The documents contained hacking techniques the CIA used between 2013 and 2016, including 24 exploits for Android. These were developed by GCHQ and the NSA, bought from contractors, or publicly available.
Google says it's confident Android and Chrome users should be protected from many of the exploits, thanks to security updates and defenses it's released for each platform, which include patching and built-in security features that reduce the reliability of exploits.
"As we've reviewed the documents, we're confident that security updates and protections in both Chrome and Android already shield users from many of these alleged vulnerabilities," Heather Adkins, Google's director of information security and privacy said in a statement to ZDNet.
"Our analysis is ongoing and we will implement any further necessary protections. We've always made security a top priority and we continue to invest in our defenses."
Apple released a similar statement yesterday, highlighting its track record for ensuring the majority of iPhones have the latest version of iOS. It said "many of the issues leaked were already patched in the latest iOS".
Firefox maker Mozilla criticized the CIA and WikiLeaks for undermining the security of the internet.
"The CIA seems to be stockpiling vulnerabilities, and Wikileaks seems to be using that trove for shock value rather than coordinating disclosure to the affected companies to give them a chance to fix it and protect users," Mozilla's Heather West said.
The Electronic Frontier Foundation yesterday accused the CIA of not following the US Government's Vulnerabilities Equities Process, which is meant to guide whether an agency should keep a flaw alive and secret, or disclose it and kill it.
Not everyone agrees that the CIA or NSA are "stockpiling" vulnerabilities for future use rather than disclosing it to the vendor.
"That's not what the NSA/CIA does. They buy 0days to use, now. They've got budgets and efficiency ratings. They don't buy 0days which they can't use in the near future," wrote Robert Graham, CEO of security firm ErrataSec.
RAND Corporation today released a detailed report on the market for zero-day exploits that analyzed 200 zero-day exploits affecting software from 64 vendors, including Apple, Microsoft, Oracle, Adobe, Google, Citrix, LinkSys, CryptoCat, and others.
The study found the average life expectancy of an exploit was 6.9 years after initial discovery. The bug's life ends when someone else finds the bug and it is patched by the vendor.
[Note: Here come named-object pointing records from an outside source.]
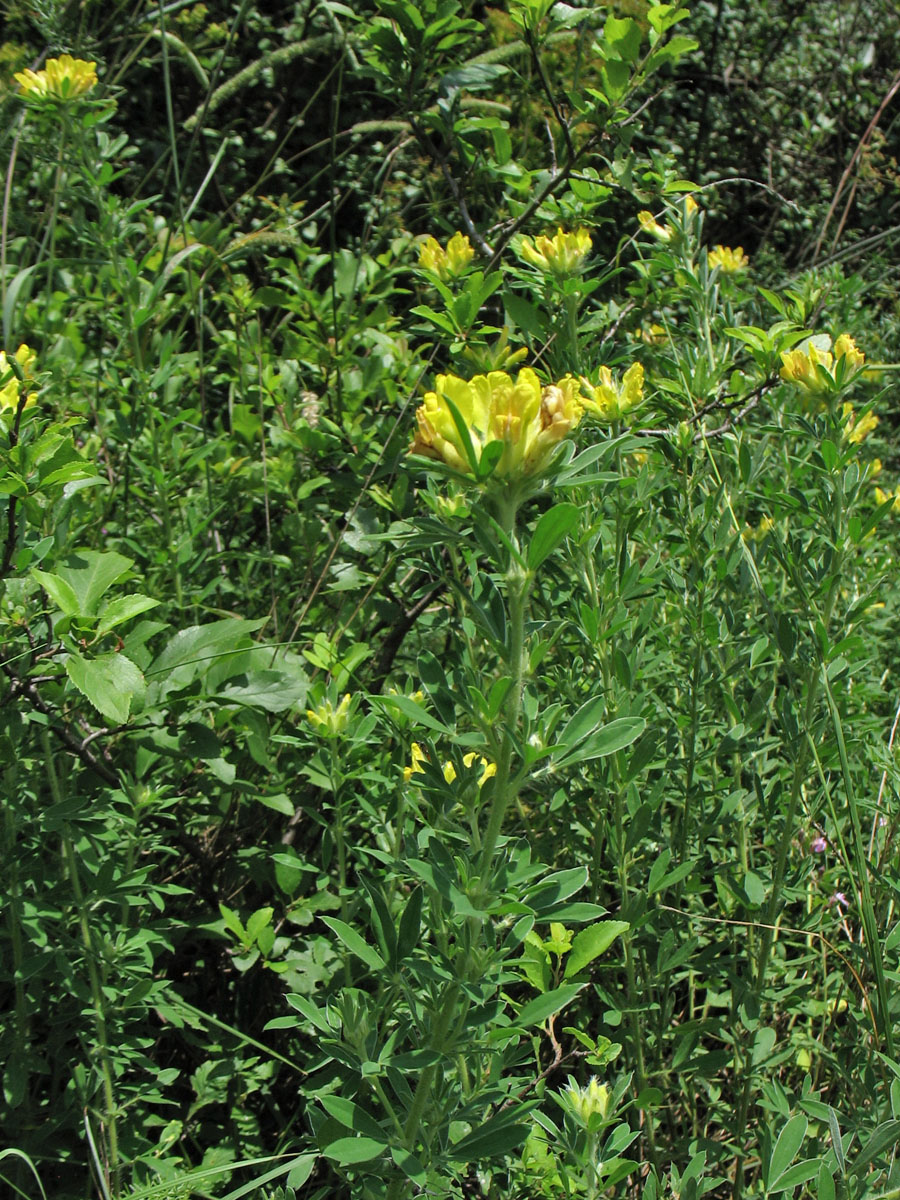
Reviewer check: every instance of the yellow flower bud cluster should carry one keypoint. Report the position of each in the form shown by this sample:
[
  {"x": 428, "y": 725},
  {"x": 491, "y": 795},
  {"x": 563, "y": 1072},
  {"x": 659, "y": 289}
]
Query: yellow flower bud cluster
[
  {"x": 589, "y": 1101},
  {"x": 757, "y": 533},
  {"x": 328, "y": 720},
  {"x": 447, "y": 263},
  {"x": 727, "y": 261},
  {"x": 25, "y": 361},
  {"x": 528, "y": 420},
  {"x": 857, "y": 430},
  {"x": 417, "y": 755},
  {"x": 563, "y": 255},
  {"x": 610, "y": 401},
  {"x": 63, "y": 78},
  {"x": 815, "y": 371}
]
"The relatively long life expectancy of 6.9 years means that zero-day vulnerabilities -- in particular the ones that exploits are created for gray, or government, market use -- are likely old," the report notes.
However, it also found that vulnerabilities bought by third parties had an average lifespan of 1.4 years
According to RAND's study, within one year 5.7 percent of a given stockpile of zero-day vulnerabilities will have been discovered by an outsider, resulting in a "collision".
RAND uses these figures to frame the question over whether government agencies should stockpile vulnerabilities and the impact on users' safety if the bug is killed through disclosure.
It's analysis found that zero-day vulnerabilities have long average lifetimes and low collision rates.
"If another vulnerability usually exists, then the level of protection consumers gain from a researcher disclosing a vulnerability may be seen as modest, and some may conclude that stockpiling zero-days may be a reasonable option. If zero-day vulnerabilities are very hard to find, then the small probability that others will find the same vulnerability may also support the argument to retain a stockpile."
However there remains a risk that an adversary may stumble on the same zero-day with the potentially severe consequences of leaving users vulnerable to attack.
"In this line of thought, the best decision may be to stockpile only if one is confident that no one else will find the zero-day; disclose otherwise," it said.
Once a vulnerability has been found, researchers took on average 22 days to develop a full functioning exploit, with most taking between six and 37 days to become fully functional, the study found.